I check my mail and emails. Do the essential parts of housework as quickly as possible in between telling Hunter come on…. get in the shower and be quick as it is already late, 15 minutes later he has yet to make it to his room to get clean clothes and get to the shower. I go and get him to the shower. Be quick so you can get your clothes out for school tomorrow, let’s get your lunch made, and put your book bag together so you won’t be stressed in the morning. While he is in the shower I pick up the clothes that he left in middle of the floor when he got ready for soccer tonight, feed the dogs, cats, and wipe down a counter of two in the kitchen. Sweep floor and know that I will mop it before going to bed. 30 minutes have passed and I still hear the shower running and Hunter talking up a storm. I holler in, come on Hunter… be quick. I am just washing my face! Ugh! I go and tell Hunter if you love me, please save me a few drops of hot water so I can get a shower. “Okay Mommy” I love you! I love you too Hunter. 10 more minutes and he finally emerges from the bathroom. Son, how in the world did you spend 40 minutes in the shower and not manage to wash your hair? Back in and Get Her Done!
Evening
Let’s brush your teeth and get ready for bed. I will meet you in your room. I arrive and I see no clothes picked out, no lunches made, and I see rocks, sticks, paper and many other things on his bed. We clean them off so he can get in. We read and do a bible devotion and then Lights out! Wrong… he is afraid of the dark and must sleep with the lights on. I must sit quietly in his room until he falls asleep. OK… now 10:30 PM and I now can reassess what needs to be done.
Home:
Today's chore is clean up the dinner dishes, mop the floor, put laundry in, fold a load, and pull something out of the freezer for tomorrow’s dinner.
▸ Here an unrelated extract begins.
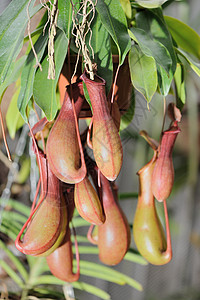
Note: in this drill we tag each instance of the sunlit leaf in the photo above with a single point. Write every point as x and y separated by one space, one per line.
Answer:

I need to clean a bathroom, and wash the dogs, and fold clothes. At least the washing gets clean (until covered in cat fur). Whether it gets folded and put away is anyone's guess. Meanwhile, it makes a cozy cat bed. I don’t end up getting the clothes folded and put away, or get the bathroom cleaned. But I let it go and think, "oh well, another day." No point beating myself up about it. Asperser’s Syndrome makes parenting so much harder.
Trying to recover:
Eventually, there is calm in the house as it is 11:30 pm.
I watch some TV or read a book and drag myself off to bed.
Cure for autism:
· Hunter and his brother Logan were in their bedroom as I was cooking dinner. I could hear them arguing and bantering back and forth, Yes, No. Each time the words were getting louder, and louder. I asked what is going on? Mom, tell Hunter that he is being dumb. What do you mean? We were talking and I asked Hunter wouldn’t it be cool if they found a cure for autism and he could then be normal? Hunter said no, he did not want to have the cure. I asked Hunter, honey if there were a cure why wouldn’t you want to be cured? His response just blew me away. He said “Because then I wouldn’t be who God created me to be.” He made me who I am. WOW! If this child can be happy at whom God has made him, I can be happy for God blessing me with him. That day I realized if he is OK with his autism, then why can’t the rest of the world be OK with it?
· I am the luckiest gal in the world to have been given the opportunity to be his Mom! I would not trade a million dollars for my son to be anything more than what God planned and created him to be!